Chad:  Exactly. Big flu pandemic in the late 19-teens and obviously that was occurring right about the same time as World War II. I’m an Army guy, so the U.S. military had a big, vested interest in making sure that their soldiers were healthy, so they definitely wanted to try and prevent something like this in the future. If your soldiers can’t go out and fight, then you’re national defense would definitely suffer. The military supported the development of a flu vaccine. They first studied this flu vaccine in 1944 and found that it did decrease episodes of febrile illness. In other words, illness with a temperature of greater than 99° Fahrenheit. That sounds good, but that’s not definitive.

There’s a concept that we need to understand and we’ll talk a little bit more about it as we go, but there’s absolute risk versus relative risk. These absolute risk reduction, relative risk reduction. We’ll talk about that. It will be a theme. As we go through scientific studies in the future, that will be a big theme. I don’t think we talked about that before in the first podcast.

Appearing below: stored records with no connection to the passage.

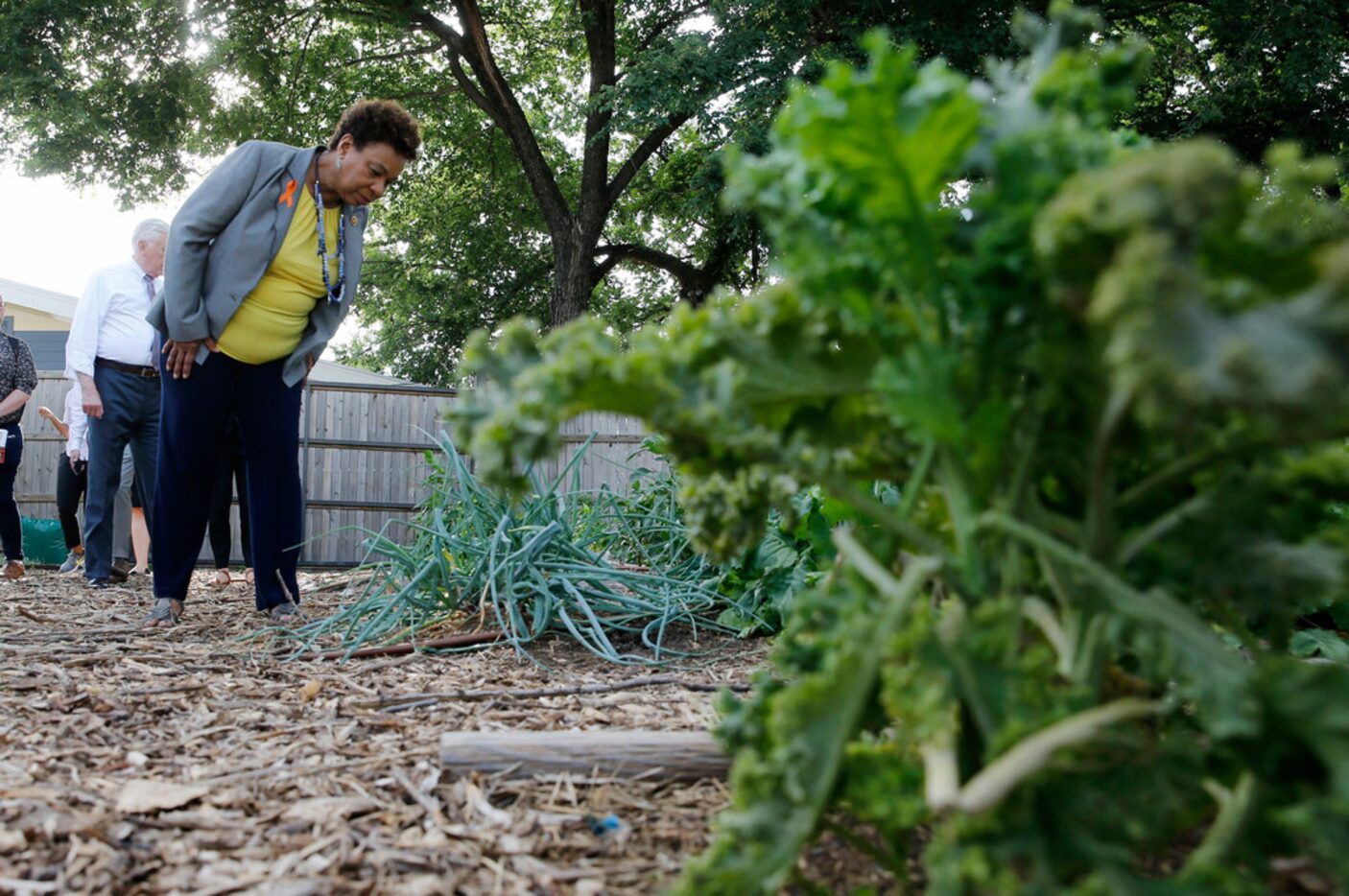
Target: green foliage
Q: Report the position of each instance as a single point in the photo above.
(542, 566)
(1108, 381)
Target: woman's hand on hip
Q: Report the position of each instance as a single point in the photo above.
(182, 354)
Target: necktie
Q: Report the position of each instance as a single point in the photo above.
(154, 344)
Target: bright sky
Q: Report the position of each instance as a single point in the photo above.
(54, 236)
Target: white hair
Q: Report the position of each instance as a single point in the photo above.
(147, 229)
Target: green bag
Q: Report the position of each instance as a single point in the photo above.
(42, 541)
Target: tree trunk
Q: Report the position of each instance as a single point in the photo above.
(572, 279)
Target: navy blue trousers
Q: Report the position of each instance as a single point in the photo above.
(192, 436)
(130, 414)
(11, 528)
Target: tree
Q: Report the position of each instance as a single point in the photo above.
(584, 136)
(1245, 72)
(1070, 425)
(567, 142)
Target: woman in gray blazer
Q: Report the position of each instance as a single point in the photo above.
(262, 266)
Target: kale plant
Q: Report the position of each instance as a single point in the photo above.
(1110, 381)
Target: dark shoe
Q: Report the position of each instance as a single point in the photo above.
(286, 614)
(120, 570)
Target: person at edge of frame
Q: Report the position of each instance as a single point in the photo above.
(17, 379)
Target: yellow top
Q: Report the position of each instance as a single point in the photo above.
(272, 318)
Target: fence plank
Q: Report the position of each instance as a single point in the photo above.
(398, 424)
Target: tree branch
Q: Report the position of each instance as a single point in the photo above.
(490, 92)
(592, 206)
(657, 30)
(402, 54)
(641, 154)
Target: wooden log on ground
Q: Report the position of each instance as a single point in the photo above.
(667, 756)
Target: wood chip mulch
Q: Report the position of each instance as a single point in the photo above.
(195, 762)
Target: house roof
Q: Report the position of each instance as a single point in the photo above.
(38, 298)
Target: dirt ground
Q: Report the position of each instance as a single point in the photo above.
(192, 762)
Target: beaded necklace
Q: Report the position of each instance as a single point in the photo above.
(333, 291)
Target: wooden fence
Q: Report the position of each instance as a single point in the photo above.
(362, 459)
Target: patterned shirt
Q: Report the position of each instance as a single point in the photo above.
(16, 372)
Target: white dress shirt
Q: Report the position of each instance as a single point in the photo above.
(79, 424)
(110, 320)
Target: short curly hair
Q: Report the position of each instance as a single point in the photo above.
(379, 122)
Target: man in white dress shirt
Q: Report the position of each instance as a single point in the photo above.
(110, 355)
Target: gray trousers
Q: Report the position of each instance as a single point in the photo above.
(122, 510)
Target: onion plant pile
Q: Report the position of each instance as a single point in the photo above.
(1110, 382)
(614, 575)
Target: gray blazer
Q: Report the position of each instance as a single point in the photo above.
(225, 235)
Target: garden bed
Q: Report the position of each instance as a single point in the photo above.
(193, 762)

Bryan: No, I don’t think we have, either. I agree.

Chad:  Basically absolute risk, I like to think about it in terms of winning the lottery. If you buy one lottery ticket, then your absolute chance, if you want to call that risk, your absolute chance or risk of winning the lottery would be like one in a million or one in a bazillion or whatever it is. If you buy two lottery tickets, your chances are two in a million, but that’s absolute risk or absolute chance.

Relative risk is if you buy two tickets, you’ve doubled your chances. You have a 100% increase in your chances of winning the lottery. Conversely, if you only buy one, you’ve got your chances by 50%. Those are true and accurate numbers, but it’s skewed. It makes you think, “Well, crap, I don’t want to cut my chances in half.” Or, “I do want to cut my risk in half,” but you’re talking about something that’s one in a million or two in a million, so really small chances. A lot of data is reported in this-

Bryan: Dumb and Dumber. You’re saying there’s a chance.

Chad: Exactly.

Bryan: You’re saying there’s a chance.

Chad: Okay, this relative risk stuff, it’s very common and we’ll be talking more about that. They found that it did decrease incidents of these febrile illnesses, but a subsequent evaluation that they looked at in 1947, found that the incidents of disease was no different in vaccinated and un-vaccinated individuals. Basically, if you get the vaccine or you don’t get the vaccine, it didn’t make any difference on whether or not you got the flu. That’s what they noted in 1947.

Bryan: Interesting. That’s very interesting. Is this the same, pretty much, clinical vaccination as what they had in the 1940’s that we take today, would you say?

Chad: Things definitely developed. We’ve learned more, we’ve refined techniques, those kinds of things, so I would argue without knowing exactly what they used, I would argue that we’re more effective today than we were back then.